I love a good comedy. I love observational comedy the most and people like Dylan Moran, Des Bishop and Dara O'Briain make it seem really easy but at the same time are really clever in the way they put together their material. I watch comedy when I am down and as a way of coping and seeing the silver lining in things all the time. I love the IT crowd and Father Ted and also some dark humour like Black Books - all of which are written by the same author - Graham Linehan.
These are a way that I usually laugh once a day and they do say laughter is the best medicine. I do know babies laugh far more than adults but they haven't lived through or carry with them the sense of cynicism that we adopt throughout life. They are free to laugh at the most minor and subtle things and giggle at whatever they please. My Father - who is 90 - maintains that we should see everything as if it was for the first time to keep it fresh and have a sense of wonder and astonishment with the world and I think he is right. I do carry a sense of curiosity with me and amazement of most things that are new.
In college I had the privilege of participating in laughter yoga. It was an experiment that was open to all PhD students. I went to the laughter yoga with an open mind and participated in the brain study. It was, in fact, hilarious. We were in a room and she gave us exercises to do and we had to fill out forms etc. I won't go into detail but we laughed and before I went back to the PhD room I was lighter. The world had lifted off my shoulders and I saw the study a little differently. Criticism is good for improving and trusting your supervisor is also key in order to develop your study and I believe this laughter throughout the day helped.
I do have a tendency to seek out funny videos when I am going through something traumatic. I tend to bury my head and focus on the funny videos and while the world might be crashing down around me I will laugh at the absurdity that the comedian is explaining and transpose that to real life. In some ways this can be a bad thing as people misunderstand my comedic nature for not taking things seriously but, in fact, it is my way of coping. While I can't address the pain that I am enduring at the time I laugh about something that is not real in order to cope with the overwhelm of my emotions. Privately this has allowed me to manage well in times of stress, however, when someone sees this and questions it, it can dismantle the fabric of my being and I am lost without my coping mechanism. I have now built other strategies and do not need to rely on this as much, however, it was a key strategy for me for coping and we all need good strategies.
When I was younger my other strategy was playing computer games, I would sit for hours distracting myself from whatever was around me and focus solely on playing a game. It could be TMNT (Teenage Mutant Ninja Turtles) or old games that my sisters had available like Terminator 2 on the Commodore 64. I have a penchant for classic computer games since! The time can pass by like minutes and I am in what is known as 'flow' - a concept widely written in academia by Mihaly Csikszentmihalyi. The description of which entails the warping of time, where a person is fully immersed in their experience and energised afterwards. It is a case that the person is fully engaged and while, for me, it is a coping strategy and the world around me might be falling apart, I am 'distracted' by the engagement of the computer game.

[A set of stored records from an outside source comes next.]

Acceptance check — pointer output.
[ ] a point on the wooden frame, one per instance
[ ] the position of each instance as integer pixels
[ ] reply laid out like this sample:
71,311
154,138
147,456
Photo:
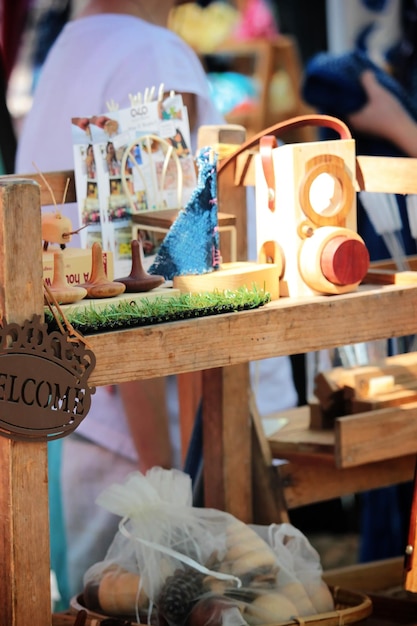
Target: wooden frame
220,346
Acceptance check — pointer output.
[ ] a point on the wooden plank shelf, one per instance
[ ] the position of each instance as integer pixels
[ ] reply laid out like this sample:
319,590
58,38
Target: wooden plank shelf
286,326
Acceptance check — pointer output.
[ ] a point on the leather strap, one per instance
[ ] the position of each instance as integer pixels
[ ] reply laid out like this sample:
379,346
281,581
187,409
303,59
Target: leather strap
326,121
266,145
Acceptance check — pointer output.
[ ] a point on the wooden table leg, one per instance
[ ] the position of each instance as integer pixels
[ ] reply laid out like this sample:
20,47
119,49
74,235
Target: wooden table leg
189,397
24,525
227,440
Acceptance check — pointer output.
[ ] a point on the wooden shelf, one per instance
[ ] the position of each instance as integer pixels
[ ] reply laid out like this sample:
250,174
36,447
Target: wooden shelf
221,346
285,326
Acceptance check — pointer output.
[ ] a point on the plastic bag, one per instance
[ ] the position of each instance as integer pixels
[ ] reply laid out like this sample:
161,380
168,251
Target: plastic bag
173,564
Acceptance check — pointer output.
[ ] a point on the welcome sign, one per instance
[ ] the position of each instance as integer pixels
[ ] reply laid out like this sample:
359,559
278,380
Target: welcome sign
44,392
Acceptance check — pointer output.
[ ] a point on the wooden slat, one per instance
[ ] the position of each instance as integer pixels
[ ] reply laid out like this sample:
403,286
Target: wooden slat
227,441
376,576
57,181
306,480
394,429
286,326
24,522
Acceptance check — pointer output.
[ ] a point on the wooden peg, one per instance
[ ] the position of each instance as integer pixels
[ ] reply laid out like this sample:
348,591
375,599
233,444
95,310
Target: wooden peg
139,279
99,286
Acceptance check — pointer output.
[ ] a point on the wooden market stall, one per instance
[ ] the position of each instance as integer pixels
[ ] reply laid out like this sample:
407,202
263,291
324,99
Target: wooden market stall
219,346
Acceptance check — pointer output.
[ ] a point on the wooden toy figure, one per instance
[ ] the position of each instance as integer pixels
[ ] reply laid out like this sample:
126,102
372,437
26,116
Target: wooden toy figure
306,212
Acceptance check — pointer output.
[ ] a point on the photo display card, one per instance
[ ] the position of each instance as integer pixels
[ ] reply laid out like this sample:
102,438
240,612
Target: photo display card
127,161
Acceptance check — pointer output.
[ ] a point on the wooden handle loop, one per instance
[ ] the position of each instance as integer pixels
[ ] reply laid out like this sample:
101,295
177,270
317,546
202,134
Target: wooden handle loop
326,121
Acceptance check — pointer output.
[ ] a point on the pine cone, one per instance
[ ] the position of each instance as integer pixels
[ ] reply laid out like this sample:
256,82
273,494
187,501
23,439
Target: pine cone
178,594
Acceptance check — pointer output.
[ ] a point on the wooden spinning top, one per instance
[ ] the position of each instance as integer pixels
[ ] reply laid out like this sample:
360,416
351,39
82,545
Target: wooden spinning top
139,279
64,293
99,286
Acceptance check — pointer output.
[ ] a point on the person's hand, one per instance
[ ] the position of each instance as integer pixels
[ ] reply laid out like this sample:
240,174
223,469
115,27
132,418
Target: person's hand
383,115
82,122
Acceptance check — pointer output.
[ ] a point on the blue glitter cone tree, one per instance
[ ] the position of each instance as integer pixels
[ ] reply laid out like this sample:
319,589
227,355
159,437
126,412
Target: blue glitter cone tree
192,244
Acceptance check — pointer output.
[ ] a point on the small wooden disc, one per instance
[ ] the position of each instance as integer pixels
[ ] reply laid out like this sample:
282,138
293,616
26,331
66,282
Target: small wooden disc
344,261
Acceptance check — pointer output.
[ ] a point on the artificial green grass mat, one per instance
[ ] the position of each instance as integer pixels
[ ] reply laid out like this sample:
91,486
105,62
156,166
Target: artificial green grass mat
123,315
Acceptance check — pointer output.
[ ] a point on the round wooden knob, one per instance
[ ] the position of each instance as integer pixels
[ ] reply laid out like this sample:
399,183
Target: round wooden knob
344,261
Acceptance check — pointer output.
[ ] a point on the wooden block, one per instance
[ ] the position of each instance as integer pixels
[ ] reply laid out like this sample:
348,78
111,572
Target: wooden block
232,276
320,419
397,397
376,435
376,276
97,304
329,390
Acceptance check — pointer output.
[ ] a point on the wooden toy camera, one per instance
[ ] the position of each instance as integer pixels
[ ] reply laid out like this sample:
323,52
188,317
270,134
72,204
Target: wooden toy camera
306,211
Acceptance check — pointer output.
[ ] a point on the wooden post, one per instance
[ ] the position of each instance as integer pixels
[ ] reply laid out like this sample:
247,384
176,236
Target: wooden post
227,440
24,521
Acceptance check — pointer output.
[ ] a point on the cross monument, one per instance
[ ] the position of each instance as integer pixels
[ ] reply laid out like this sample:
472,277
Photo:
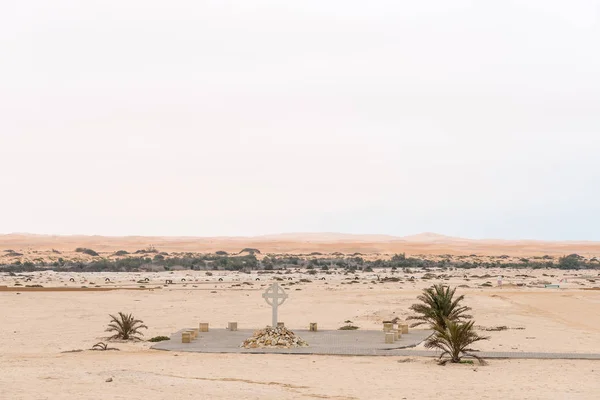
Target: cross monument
272,296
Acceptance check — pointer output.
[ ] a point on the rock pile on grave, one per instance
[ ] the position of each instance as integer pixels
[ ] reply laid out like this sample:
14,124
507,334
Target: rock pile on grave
278,337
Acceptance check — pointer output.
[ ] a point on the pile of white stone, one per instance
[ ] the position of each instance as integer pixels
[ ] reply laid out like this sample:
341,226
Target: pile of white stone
279,337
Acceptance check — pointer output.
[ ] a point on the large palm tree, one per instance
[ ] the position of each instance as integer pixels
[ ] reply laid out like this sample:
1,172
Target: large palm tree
453,340
126,327
438,305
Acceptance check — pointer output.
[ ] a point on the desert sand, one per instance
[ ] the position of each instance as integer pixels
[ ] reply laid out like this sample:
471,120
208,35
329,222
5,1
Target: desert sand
41,329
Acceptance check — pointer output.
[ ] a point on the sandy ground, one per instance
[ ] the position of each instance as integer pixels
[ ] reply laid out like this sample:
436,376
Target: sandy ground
422,244
37,327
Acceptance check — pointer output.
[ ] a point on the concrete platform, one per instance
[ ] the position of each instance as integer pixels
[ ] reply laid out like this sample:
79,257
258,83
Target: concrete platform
335,342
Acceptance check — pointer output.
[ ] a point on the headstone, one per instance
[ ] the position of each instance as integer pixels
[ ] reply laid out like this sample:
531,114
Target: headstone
274,296
389,337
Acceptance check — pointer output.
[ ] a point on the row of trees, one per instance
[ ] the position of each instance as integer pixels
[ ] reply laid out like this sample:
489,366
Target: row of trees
224,261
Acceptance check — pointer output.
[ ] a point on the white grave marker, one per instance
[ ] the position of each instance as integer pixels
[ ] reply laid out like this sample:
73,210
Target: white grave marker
272,296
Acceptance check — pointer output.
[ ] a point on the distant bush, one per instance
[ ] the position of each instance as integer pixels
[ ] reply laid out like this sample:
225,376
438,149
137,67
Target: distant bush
84,250
250,250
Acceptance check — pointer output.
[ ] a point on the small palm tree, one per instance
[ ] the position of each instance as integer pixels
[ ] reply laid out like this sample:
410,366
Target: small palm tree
438,305
453,340
126,327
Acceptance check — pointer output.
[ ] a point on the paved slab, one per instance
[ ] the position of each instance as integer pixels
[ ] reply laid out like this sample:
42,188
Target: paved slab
348,343
320,342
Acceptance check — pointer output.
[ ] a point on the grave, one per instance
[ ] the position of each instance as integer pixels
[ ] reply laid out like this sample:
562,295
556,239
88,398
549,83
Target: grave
334,342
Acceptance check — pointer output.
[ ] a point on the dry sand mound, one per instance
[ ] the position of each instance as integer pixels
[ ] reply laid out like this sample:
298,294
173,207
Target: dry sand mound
274,338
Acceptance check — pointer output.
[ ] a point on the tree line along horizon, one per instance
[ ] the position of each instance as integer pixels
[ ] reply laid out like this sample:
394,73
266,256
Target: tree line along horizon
246,260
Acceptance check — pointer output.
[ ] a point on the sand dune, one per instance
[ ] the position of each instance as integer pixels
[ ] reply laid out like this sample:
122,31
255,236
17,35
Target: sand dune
426,243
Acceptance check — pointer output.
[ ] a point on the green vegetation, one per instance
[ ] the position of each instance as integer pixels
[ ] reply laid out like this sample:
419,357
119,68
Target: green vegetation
150,259
89,252
126,327
454,341
453,332
437,306
101,346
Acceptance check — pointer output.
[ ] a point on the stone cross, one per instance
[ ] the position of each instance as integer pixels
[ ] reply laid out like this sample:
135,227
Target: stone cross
272,296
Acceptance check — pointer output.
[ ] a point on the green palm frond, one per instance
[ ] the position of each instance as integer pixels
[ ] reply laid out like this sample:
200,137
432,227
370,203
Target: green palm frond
437,305
454,340
126,327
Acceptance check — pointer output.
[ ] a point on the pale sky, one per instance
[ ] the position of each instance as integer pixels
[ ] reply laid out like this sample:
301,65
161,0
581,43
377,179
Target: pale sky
478,119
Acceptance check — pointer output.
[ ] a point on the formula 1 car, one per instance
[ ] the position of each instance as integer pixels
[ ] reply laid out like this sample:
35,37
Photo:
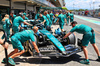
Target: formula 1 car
52,45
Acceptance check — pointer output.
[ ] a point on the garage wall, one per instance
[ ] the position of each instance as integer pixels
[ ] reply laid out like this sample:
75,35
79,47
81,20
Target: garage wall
30,8
4,3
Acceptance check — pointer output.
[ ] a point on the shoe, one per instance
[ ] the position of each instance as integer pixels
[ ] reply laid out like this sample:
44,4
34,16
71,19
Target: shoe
85,62
9,42
98,59
3,61
11,61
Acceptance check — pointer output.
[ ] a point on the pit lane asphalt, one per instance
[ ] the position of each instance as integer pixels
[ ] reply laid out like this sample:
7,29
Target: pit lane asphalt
73,60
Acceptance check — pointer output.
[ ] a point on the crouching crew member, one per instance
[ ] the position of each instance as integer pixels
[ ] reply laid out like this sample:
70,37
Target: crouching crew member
61,20
44,20
16,40
17,21
6,26
88,36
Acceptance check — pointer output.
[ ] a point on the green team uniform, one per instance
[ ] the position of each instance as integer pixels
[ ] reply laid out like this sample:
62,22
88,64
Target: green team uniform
88,35
67,18
61,20
6,28
51,16
44,18
37,16
26,18
24,14
22,37
12,18
71,17
48,17
17,21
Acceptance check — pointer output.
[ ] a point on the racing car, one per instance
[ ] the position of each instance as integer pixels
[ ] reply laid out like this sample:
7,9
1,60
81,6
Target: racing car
50,44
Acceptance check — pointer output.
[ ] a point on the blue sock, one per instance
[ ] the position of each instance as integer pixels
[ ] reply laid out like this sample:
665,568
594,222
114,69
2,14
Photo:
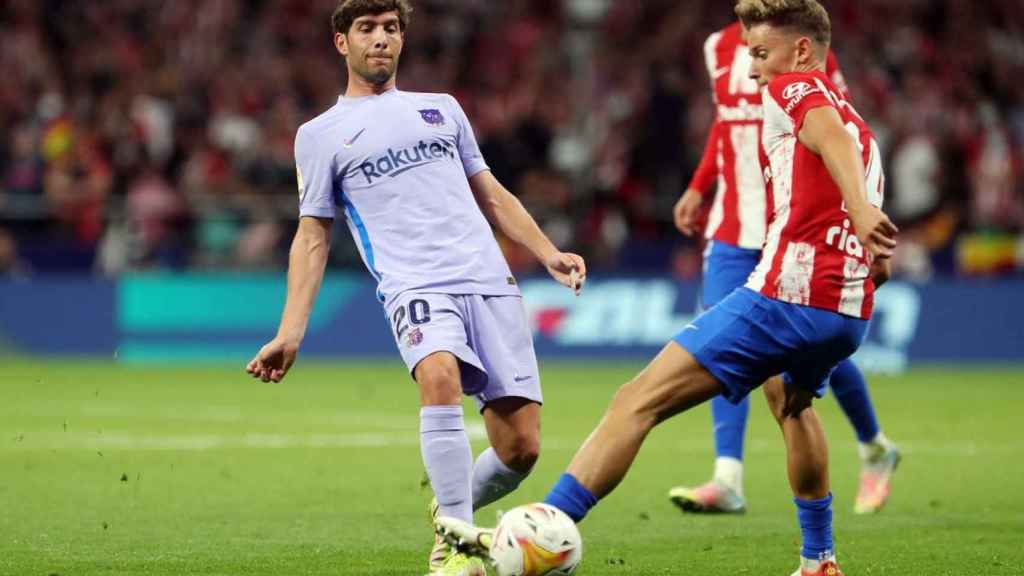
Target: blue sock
851,392
815,524
730,426
570,497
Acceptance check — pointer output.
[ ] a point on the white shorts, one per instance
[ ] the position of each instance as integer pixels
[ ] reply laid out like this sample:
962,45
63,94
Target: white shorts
489,335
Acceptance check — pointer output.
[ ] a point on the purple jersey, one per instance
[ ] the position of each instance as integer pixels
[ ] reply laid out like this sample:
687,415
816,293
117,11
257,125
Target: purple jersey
397,165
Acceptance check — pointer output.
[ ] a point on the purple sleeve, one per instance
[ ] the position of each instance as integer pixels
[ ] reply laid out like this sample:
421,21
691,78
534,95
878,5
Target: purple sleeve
315,177
472,159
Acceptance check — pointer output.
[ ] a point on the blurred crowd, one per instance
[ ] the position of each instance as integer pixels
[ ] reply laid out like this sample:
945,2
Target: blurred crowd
140,134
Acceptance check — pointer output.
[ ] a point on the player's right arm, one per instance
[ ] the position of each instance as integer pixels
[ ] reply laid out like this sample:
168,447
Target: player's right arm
306,262
307,258
687,209
823,133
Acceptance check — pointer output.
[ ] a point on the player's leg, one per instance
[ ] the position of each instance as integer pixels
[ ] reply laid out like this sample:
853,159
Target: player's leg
673,382
726,268
826,338
514,429
807,467
443,442
878,454
431,337
510,399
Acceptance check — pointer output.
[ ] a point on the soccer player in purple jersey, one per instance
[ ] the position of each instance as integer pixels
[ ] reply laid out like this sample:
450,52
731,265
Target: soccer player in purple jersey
406,171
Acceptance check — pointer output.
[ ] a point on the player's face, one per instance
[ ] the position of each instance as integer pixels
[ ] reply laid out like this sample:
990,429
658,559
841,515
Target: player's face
774,51
373,46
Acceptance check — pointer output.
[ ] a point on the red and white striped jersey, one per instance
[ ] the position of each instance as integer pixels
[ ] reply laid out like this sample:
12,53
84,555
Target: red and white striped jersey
737,215
811,254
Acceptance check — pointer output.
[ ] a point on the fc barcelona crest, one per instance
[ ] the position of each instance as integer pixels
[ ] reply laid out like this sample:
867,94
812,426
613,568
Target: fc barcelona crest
432,116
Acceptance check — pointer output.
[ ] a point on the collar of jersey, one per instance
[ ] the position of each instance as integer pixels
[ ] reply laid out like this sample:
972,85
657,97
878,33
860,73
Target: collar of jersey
343,98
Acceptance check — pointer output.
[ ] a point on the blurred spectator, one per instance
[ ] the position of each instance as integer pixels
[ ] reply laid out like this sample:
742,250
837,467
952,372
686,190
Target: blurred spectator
160,133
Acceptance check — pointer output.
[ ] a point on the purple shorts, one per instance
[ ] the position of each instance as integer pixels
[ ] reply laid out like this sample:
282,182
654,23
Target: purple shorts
489,335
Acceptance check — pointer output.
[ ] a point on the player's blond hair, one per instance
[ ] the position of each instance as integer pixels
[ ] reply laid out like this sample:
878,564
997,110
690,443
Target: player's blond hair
805,16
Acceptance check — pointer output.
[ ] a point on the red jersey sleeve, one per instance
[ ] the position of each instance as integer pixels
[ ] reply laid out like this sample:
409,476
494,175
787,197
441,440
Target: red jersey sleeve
707,171
797,94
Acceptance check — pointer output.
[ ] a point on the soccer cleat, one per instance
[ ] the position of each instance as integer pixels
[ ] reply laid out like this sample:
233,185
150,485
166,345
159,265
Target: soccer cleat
441,550
827,568
876,481
465,537
460,565
712,497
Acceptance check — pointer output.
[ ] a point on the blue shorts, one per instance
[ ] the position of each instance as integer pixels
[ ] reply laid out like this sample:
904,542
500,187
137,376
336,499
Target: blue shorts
725,269
749,337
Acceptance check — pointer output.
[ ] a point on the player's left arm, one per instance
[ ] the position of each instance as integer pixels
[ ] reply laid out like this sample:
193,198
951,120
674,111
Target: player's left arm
882,271
506,213
823,133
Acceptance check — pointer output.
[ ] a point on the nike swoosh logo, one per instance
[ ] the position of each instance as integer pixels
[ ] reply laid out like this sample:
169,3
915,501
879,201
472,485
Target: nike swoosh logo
349,142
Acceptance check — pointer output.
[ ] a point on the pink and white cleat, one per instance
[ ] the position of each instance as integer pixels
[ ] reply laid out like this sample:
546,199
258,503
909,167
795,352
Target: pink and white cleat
827,568
712,497
876,481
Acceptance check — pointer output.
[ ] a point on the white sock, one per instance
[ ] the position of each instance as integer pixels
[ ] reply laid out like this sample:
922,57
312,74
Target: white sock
449,459
876,447
729,472
492,479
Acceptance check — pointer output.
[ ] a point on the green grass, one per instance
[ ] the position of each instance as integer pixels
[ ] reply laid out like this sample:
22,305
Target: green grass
109,469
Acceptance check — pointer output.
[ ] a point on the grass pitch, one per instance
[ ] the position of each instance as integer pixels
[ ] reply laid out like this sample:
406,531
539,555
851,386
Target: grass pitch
111,469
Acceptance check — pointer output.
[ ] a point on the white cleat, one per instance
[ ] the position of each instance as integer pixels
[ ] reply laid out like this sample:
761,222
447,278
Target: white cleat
465,537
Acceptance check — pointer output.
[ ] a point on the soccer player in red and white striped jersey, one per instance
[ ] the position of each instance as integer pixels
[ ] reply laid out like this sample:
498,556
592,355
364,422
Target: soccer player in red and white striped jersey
737,216
803,319
735,234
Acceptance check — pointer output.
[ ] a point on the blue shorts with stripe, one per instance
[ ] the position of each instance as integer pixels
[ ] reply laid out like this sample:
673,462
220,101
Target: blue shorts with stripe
725,269
749,337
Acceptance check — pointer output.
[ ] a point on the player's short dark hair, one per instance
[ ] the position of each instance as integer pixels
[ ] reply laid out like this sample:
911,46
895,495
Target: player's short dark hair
805,16
348,10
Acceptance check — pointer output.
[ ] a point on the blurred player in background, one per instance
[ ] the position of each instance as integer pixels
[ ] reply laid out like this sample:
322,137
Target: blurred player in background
803,311
406,170
735,233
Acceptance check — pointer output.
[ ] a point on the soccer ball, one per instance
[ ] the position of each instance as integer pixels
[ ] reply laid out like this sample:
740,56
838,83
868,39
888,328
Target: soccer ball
536,540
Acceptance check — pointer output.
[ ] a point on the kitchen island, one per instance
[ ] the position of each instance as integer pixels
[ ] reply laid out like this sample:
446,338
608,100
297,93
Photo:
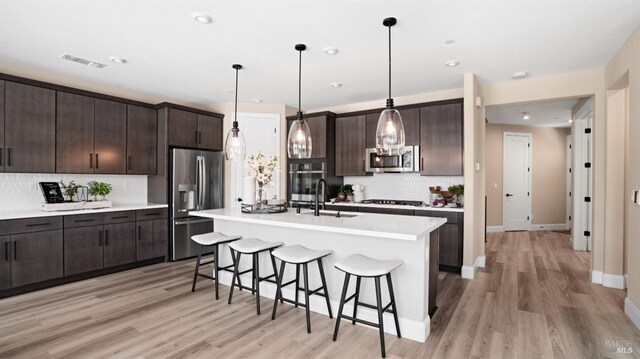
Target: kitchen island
375,235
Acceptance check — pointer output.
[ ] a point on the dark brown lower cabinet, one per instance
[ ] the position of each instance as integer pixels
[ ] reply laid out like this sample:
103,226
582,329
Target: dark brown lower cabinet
119,244
5,263
37,257
82,249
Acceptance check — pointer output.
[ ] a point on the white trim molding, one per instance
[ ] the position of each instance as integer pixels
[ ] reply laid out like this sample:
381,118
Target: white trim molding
632,311
469,272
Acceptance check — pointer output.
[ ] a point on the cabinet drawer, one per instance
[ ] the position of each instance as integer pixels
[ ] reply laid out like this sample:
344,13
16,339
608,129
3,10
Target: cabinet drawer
119,217
452,217
153,213
83,220
30,225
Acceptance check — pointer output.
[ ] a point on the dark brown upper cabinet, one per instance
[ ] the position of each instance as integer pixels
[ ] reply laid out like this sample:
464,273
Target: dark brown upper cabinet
351,145
210,133
410,122
2,126
194,130
322,128
441,140
142,137
91,135
29,129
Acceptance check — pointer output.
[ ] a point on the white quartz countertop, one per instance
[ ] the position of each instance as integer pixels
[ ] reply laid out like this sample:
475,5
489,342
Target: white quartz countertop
364,224
417,208
31,213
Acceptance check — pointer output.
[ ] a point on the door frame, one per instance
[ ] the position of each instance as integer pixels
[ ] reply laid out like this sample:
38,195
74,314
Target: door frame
529,175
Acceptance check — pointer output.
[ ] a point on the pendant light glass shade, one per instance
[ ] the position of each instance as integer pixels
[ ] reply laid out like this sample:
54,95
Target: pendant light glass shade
299,143
234,146
390,131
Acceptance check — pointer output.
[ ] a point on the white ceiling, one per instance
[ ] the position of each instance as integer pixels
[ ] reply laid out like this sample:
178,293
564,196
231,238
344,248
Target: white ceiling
542,114
171,55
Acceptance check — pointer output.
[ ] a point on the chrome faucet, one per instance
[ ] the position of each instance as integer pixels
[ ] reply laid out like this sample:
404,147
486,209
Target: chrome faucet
316,210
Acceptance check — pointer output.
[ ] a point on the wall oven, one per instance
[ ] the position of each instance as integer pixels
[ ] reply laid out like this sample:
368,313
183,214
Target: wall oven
409,161
303,176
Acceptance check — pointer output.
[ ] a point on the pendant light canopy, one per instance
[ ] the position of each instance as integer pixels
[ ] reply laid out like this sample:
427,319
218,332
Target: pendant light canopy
234,145
390,131
299,140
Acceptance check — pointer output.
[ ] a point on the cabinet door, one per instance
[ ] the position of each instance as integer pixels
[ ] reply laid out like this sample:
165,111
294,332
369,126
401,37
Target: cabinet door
30,128
74,131
210,133
144,240
37,257
160,237
110,140
142,135
183,128
2,151
441,142
119,244
5,262
350,145
410,122
82,249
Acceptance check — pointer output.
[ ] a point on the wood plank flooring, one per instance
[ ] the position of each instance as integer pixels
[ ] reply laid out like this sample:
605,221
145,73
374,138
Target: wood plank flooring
533,300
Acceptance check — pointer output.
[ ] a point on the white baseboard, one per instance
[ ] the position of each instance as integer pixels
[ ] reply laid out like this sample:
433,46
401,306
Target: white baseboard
410,329
469,272
613,281
632,311
549,227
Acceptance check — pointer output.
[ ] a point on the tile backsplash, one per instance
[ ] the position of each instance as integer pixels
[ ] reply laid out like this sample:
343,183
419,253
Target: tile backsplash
21,191
407,186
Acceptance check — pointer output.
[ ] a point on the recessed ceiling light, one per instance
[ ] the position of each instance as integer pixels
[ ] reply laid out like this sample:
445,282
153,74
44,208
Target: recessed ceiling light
330,50
118,60
519,75
201,18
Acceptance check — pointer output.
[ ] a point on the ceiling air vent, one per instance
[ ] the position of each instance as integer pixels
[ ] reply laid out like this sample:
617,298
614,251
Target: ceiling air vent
80,60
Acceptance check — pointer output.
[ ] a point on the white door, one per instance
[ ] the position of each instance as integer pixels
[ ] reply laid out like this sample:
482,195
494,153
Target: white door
516,208
262,134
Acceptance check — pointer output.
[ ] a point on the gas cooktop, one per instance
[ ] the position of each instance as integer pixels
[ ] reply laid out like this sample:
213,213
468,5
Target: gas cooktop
397,202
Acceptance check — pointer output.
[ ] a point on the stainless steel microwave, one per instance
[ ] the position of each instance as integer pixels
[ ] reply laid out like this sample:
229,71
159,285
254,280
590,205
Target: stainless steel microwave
409,161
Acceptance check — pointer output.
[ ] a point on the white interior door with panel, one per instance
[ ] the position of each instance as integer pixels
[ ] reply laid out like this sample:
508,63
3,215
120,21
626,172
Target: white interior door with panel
516,169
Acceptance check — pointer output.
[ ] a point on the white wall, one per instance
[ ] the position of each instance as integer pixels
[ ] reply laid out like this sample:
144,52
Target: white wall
407,186
20,191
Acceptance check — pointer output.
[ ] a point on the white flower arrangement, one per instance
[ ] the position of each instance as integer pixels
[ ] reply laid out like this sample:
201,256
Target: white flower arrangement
262,169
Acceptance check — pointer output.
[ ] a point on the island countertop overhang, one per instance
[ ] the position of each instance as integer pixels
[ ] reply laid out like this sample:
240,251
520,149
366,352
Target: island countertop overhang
365,224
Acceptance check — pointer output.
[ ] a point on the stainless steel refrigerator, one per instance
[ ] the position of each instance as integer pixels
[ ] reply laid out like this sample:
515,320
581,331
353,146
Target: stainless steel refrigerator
197,180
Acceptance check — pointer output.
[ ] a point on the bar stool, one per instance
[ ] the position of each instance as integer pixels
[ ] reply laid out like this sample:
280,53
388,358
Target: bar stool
300,255
362,266
253,246
212,239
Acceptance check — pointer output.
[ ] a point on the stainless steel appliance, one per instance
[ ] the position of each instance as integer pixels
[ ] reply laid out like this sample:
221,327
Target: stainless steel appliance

We know now that there is an immersive element to computer games and studies have been completed on this - see my PhD for references! Computer games can improve concentration and allow for users to fully engage with their experience. For me, computer games can act as a way of coping. They can fully distract and fully engage me in something else at the same time. At the moment, we are facing a time of crisis where we are all at home and seeking ways of coping in this troubling time and while I have distracted myself with other activities like reading, making videos for my YouTube channel - Learn Computers with Ali - I find myself missing the one element that I went to quite often before I did research in computer games and that is gaming.
'Steam' is offering more free games and while during the week I am busy with work, it is the free time that I have at the weekend that I can fully engage and fall into a different world, a world free from the horrible news of deaths from the virus sweeping across the world. I used to be too busy for computer games holding down usually several jobs, studying, teaching, supervising students and training for marathons and now I find myself innovating and looking at my time as a way that I can spend being kind to myself and enjoying the 'flow' state that computer games present. The 'Houseparty' app allows people to share their experience for mobile games and 'TeamSpeak' allows sharing on a computer so it doesn't necessarily need to be a solitary activity. You can engage with computer games as a team activity.
So I will leave you with this, I will go watch some comedy to cope and play some computer games and I will leave judgement at the door while I distract myself for a few hours from the world around me. I will enjoy every minute of it and fully immerse myself in an 'out of this world' experience and laugh about the absurdity of some real-life mundane situations. While these might seem inappropriate in some instances, I am all too aware of the reality of the situation and its seriousness. However, in these times we also need to look after our own mental health so we can come back energised and that is what 'flow' does. It re-energises a person so they are ready for more - as long as they meet the 'flow' state requirements though and start off small - something not too challenging and yet enjoyable.
Mihaly Csikszentmihályi (1990). Flow: The Psychology of Optimal Experience. Harper & Row. ISBN 978-0-06-016253-5.